Um direito penal que pretendesse exigir responsabilidade por fatos que não dependem em absoluto da vontade do indivíduo deve ser qualificado de arbitrário e disfuncional, haja vista que a norma penal carece de todo poder motivador e o castigo perderia toda a motivação (QUEIROZ, 2008, p. 57).

Por outro lado, quando se considera que o dolo e a culpa compõem a antijuridicidade, o conteúdo do princípio se reduz à possibilidade de atribuir o crime ao agente, pois aqueles elementos já foram verificados para caracterização da conduta antijurídica. Neste caso, sim, trata-se de limite que se vincula ao fundamento político da pena, porquanto conforme aponta Mir Puig (2003, p. 138), “un derecho penal democrático tiene que respetar la dignidad humana del ciudadano y ésta impide que pueda ser castigado por un hecho quien no es culpable del mismo”.

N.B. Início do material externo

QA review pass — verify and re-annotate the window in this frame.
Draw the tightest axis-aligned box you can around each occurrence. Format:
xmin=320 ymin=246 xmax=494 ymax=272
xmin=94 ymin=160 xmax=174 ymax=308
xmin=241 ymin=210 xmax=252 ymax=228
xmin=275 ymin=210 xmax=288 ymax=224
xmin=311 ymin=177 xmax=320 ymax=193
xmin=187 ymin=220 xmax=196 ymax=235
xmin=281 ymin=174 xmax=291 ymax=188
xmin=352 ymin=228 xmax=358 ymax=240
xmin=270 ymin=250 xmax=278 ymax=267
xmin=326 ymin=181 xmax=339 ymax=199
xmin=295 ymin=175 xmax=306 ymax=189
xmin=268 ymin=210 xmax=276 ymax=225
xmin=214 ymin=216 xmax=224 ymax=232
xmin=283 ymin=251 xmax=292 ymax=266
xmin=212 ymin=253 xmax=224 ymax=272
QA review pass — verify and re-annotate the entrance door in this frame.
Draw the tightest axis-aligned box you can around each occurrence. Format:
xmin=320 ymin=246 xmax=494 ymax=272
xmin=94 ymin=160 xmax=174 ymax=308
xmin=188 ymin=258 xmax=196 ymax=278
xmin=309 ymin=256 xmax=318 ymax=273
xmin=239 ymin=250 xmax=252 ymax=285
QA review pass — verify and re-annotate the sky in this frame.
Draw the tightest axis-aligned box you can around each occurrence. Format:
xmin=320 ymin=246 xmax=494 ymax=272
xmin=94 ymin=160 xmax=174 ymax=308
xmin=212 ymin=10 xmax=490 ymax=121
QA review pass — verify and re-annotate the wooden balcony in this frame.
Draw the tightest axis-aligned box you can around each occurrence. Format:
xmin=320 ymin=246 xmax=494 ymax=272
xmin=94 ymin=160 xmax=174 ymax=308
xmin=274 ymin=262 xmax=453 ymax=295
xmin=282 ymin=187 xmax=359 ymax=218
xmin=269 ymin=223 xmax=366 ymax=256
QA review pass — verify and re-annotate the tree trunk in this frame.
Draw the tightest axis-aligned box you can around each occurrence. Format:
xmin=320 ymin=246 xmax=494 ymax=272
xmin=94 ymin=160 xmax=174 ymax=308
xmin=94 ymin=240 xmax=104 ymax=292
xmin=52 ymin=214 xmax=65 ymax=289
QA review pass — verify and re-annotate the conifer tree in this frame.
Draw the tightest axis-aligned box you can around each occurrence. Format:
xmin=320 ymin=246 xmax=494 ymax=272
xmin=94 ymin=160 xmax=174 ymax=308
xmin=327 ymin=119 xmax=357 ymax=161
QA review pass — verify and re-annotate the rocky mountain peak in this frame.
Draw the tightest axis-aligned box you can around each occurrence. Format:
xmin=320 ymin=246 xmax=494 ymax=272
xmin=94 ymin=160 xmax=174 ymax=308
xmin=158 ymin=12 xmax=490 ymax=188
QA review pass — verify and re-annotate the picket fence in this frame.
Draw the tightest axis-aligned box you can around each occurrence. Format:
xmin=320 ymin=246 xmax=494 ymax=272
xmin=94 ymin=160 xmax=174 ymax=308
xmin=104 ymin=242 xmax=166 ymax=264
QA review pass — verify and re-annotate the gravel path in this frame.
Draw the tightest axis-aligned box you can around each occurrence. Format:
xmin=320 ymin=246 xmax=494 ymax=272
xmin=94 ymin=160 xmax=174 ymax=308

Tais distinções doutrinárias justificam-se pela adoção, no Direito Penal, de um “triplo sentido” (BITENCOURT, 2004, p. 14) para o conceito de culpabilidade: é

fundamento da pena, porque apenas quando presentes os “elementos positivos

específicos do conceito dogmático de culpabilidade” é que o autor de um fato típico e antijurídico pode sofrer sanção penal; é medida da pena, atrelando-se a outros fatores para definir o grau de reprovabilidade da conduta; por fim, impede a

responsabilização objetiva, ou seja, a produção de resultado não é suficiente para

aplicação da pena, que pressupõe, necessariamente, a atuação do agente com dolo ou culpa.

No entanto, esclarecem Bianchini, Molina e Gomes (2009), que o conceito de culpabilidade, na qualidade de princípio limitador do ius puniendi, exclui tanto o sentido do termo como categoria dogmática – juízo de reprovação que recai sobre o autor –, quanto o sentido que o confunde com responsabilização subjetiva. Seria, então, o preceito de política criminal que determina a imposição de sanção apenas para os sujeitos aptos a se orientar em conformidade com a norma de conduta. Em outras palavras:

Em sentido amplo (ou seja: como conceito de Política Criminal) o princípio da culpabilidade deve expressar a base (o eixo ou o fundamento) a partir da qual irradiam-se todos os pressupostos necessários para poder responsabilizar alguém pelo evento que motiva a pena. Essa premissa reside precisamente

na capacidade de acesso do agente à proibição, ou seja, na sua capacidade de motivação (no sentido da norma). Culpabilidade, neste sentido, é a capacidade do agente de se motivar de acordo com a norma (BIANCHINI, MOLINA e GOMES, 2009, p. 376).

Por fim, é indispensável mencionar o papel da culpabilidade para a teoria da finalidade da pena, especialmente dirigida à prevenção geral, conforme melhor será analisado em tópico específico. Por ora, esclareça-se que a exigência de culpabilidade como pressuposto para sancionar o indivíduo impede que a pena tenha o fim exclusivo de motivar a população a agir em conformidade com a norma penal, transformando o apenado em exemplo para os demais. Sobre o tema, é esclarecedora a lição de Mir Puig (2003), à qual se recorre para compreensão liminar do tema, que será revisitado adiante:

Al limitar la pena al injusto culpable, la instrumentalización del delincuente encuentra, por lo menos, un importante paliativo: se hace recaer la pena en el delincuente sólo cuando éste ha decidido cometer el hecho con arreglo a su capacidad de autodirección normal, consciente de que el delinquir iba a suponerle el riesgo de ser castigado (MIR PUIG, 2003, p. 139).

A prevenção geral, portanto, não seria suficiente para atender ao princípio da culpabilidade. Deve-se acrescer, no mínimo, a fim de legitimar o poder punitivo do Estado, outra finalidade, que considere a qualidade do indivíduo como um fim em si e não apenas como instrumento a serviço do bem comum. Este tema será revisto adiante, no tópico 3.3.4.